- Born: October 25, 1935 Birmingham, Alabama, United States
- Died: November 21, 2010 (aged 75) Los Angeles, California, United States
- Occupation: Actor

= Willis Burks II =

American actor

Willis Burks II (October 25, 1935 – November 21, 2010), sometimes credited as Willis Burks or Willis Burks Jr., was an American television, film, stage and voice actor whose acting career spanned more than thirty years.

== Biography ==
Burks was born in Birmingham, Alabama, on October 25, 1935. He served in the United States Air Force before pursuing a professional acting career. Burks lived in both Chicago and New York City before settling in Los Angeles, where he resided until his death in 2010.
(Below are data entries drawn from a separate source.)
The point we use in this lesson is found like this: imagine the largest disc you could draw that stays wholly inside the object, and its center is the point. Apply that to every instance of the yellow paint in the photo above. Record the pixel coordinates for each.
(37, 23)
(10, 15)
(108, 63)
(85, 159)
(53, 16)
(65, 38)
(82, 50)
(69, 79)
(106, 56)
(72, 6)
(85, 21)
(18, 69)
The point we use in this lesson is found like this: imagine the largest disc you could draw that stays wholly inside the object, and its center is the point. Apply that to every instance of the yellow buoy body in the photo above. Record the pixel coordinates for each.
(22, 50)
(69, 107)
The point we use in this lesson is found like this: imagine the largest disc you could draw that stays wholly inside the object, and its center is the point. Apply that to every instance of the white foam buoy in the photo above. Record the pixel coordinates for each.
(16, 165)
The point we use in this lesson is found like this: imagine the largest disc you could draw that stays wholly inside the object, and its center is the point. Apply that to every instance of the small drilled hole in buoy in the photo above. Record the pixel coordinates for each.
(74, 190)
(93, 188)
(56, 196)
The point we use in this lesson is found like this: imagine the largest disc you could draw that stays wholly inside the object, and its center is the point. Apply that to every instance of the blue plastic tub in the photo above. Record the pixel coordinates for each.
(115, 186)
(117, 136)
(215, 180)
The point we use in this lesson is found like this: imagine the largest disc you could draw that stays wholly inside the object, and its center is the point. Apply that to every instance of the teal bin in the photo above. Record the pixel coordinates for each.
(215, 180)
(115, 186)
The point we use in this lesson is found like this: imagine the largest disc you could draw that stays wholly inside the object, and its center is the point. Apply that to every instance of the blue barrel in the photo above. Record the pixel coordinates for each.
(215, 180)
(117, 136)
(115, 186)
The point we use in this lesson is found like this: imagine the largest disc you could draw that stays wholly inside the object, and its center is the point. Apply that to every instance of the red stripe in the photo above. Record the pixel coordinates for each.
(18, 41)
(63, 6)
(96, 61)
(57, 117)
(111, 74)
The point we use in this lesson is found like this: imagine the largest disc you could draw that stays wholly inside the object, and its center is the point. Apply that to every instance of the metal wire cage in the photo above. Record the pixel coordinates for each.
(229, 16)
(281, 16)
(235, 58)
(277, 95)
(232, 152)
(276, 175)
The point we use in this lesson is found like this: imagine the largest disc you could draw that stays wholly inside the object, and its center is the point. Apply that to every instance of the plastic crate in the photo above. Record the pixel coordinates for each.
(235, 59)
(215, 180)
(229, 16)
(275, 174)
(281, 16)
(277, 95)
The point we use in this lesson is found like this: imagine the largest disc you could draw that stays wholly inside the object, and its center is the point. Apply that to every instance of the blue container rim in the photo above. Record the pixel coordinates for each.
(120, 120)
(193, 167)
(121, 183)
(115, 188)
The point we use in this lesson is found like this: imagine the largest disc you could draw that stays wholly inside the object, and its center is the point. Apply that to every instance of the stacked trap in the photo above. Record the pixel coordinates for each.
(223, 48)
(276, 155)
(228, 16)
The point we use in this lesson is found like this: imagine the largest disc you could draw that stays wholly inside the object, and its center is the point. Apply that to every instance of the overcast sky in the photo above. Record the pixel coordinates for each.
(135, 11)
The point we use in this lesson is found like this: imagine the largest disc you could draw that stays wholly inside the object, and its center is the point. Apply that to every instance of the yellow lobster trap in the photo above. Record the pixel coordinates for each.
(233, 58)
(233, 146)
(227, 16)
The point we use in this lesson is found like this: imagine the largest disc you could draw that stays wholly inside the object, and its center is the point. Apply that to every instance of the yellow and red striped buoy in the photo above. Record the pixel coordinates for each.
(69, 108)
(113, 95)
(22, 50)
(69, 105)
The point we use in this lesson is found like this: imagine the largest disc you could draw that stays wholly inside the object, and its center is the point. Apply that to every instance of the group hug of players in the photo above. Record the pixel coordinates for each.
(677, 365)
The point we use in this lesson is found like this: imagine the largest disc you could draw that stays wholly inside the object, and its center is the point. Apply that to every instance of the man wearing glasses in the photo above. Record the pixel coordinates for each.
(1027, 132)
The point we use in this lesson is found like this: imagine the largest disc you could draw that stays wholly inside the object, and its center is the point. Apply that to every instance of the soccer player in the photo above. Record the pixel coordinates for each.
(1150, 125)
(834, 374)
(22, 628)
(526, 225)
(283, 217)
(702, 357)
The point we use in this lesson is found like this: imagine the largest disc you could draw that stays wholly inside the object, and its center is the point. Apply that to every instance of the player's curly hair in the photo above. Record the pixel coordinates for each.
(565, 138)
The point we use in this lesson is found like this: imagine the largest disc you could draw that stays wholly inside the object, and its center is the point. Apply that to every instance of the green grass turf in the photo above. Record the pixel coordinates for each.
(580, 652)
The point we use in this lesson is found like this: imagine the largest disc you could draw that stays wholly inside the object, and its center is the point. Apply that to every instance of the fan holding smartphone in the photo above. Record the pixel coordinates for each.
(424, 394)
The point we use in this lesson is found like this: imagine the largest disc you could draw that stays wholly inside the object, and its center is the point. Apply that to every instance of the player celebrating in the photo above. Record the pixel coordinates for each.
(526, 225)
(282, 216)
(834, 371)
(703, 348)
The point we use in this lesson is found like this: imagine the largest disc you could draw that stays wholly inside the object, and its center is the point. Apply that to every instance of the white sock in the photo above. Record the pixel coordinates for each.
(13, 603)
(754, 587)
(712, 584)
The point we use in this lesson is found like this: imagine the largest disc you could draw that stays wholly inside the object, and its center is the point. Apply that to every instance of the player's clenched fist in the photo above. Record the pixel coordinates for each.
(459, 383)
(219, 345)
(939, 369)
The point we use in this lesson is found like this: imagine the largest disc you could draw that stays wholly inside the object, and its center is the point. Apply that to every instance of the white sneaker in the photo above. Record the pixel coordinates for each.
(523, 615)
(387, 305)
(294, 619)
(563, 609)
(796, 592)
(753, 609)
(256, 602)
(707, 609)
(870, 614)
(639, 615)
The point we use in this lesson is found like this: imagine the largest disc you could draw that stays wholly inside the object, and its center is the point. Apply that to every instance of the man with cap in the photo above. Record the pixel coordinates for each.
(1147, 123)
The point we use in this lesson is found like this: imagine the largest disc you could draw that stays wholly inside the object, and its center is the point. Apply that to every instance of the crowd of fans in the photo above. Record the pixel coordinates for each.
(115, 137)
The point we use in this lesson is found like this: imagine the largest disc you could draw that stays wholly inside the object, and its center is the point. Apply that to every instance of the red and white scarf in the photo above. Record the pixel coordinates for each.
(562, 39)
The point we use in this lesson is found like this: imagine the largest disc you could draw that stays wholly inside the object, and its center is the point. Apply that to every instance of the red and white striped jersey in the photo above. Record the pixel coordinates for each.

Burks' awards included the AUDELCO for best actor in the theatrical production of Saint Lucy's Eyes. Additionally, Burks' performance in the August Wilson play, Jitney, won him several awards, including a Drama Desk Award, an Obie Award and a second AUDELCO award.

Burks' movie roles included the 2007 film, King of California, in which he co-starred as Pepper opposite Michael Douglas and Evan Rachel Wood. Other notable roles included Sunday in 1997 and Everything's Jake in 2007, opposite Ernie Hudson and Phyllis Diller. His acting credits also included roles in video games, including The Chronicles of Riddick: Escape from Butcher Bay.

Willis Burks II died on November 21, 2010, at the age of 75. His memorial service was held at the Greater New Macedonia Ministries in Birmingham, Alabama on December 4, 2010. He was survived by four children.